Abrames is affiliated with the Association of Brazilian Academies of Arts (Associação das Academias de Letras do Brasil).

==History==
The creation of an academy of medical writers was designed by the physician Matheus Vasconcelos, who first brought up the idea to the regional Rio de Janeiro of Brazilian Society of Medical Writers.

Since then, a group formed by Matheus Vasconcelos himself with Marco Aurelio Caldas Barbosa, Miguel Callile Junior, Tito de Abreu Fialho, Maria José Werneck, Luiz de Araujo Gondim Lins, Perilo Galvão Peixoto and Syllos Sant'anna Reis went to meet as the organizing committee of the academy then gestated.
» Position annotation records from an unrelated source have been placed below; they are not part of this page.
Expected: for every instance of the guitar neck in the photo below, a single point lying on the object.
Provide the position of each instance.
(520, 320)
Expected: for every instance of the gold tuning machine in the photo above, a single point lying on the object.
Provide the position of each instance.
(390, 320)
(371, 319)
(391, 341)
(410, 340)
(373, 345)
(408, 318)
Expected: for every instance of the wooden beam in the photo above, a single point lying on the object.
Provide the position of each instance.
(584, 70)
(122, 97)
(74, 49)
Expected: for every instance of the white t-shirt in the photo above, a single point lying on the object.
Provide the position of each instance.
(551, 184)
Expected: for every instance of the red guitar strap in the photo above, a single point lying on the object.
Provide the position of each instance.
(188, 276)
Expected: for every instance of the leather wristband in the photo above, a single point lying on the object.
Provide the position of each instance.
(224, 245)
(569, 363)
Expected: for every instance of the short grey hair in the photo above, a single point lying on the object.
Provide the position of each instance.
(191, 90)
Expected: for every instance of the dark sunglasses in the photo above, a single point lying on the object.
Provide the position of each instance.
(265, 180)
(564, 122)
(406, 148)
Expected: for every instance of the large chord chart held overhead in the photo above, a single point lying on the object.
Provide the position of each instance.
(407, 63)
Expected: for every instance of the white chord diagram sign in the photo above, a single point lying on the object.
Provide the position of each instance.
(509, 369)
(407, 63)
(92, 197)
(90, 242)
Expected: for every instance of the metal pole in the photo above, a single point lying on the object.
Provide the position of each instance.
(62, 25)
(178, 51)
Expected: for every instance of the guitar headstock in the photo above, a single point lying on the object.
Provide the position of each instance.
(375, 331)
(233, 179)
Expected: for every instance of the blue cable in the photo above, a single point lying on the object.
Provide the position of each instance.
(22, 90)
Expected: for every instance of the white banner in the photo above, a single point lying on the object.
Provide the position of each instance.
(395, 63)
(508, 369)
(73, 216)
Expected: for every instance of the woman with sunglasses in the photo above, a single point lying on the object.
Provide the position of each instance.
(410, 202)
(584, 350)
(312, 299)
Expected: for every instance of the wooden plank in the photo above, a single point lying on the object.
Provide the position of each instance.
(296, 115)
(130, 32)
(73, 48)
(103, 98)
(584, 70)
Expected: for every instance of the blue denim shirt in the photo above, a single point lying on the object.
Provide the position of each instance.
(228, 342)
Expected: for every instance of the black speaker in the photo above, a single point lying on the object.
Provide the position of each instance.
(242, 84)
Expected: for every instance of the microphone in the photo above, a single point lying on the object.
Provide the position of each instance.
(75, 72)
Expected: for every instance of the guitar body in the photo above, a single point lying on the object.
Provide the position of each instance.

Matheus Vasconcelos and Miguel Callile Junior died before installation of the academy, becoming the patrons of their seat.

==Patrons and members==
The Abrames is composed of fifty seats, with the principle of tenure changed, creating the membership emeritus, occurs when the vacancy of the seat without its owner, still alive, miss the academic condition.

==Bibliographic reference==
- BEGLIOMINI, HELIO. Imortais da Abrames. Rio de Janeiro:Expressão e Arte Editora, 2010.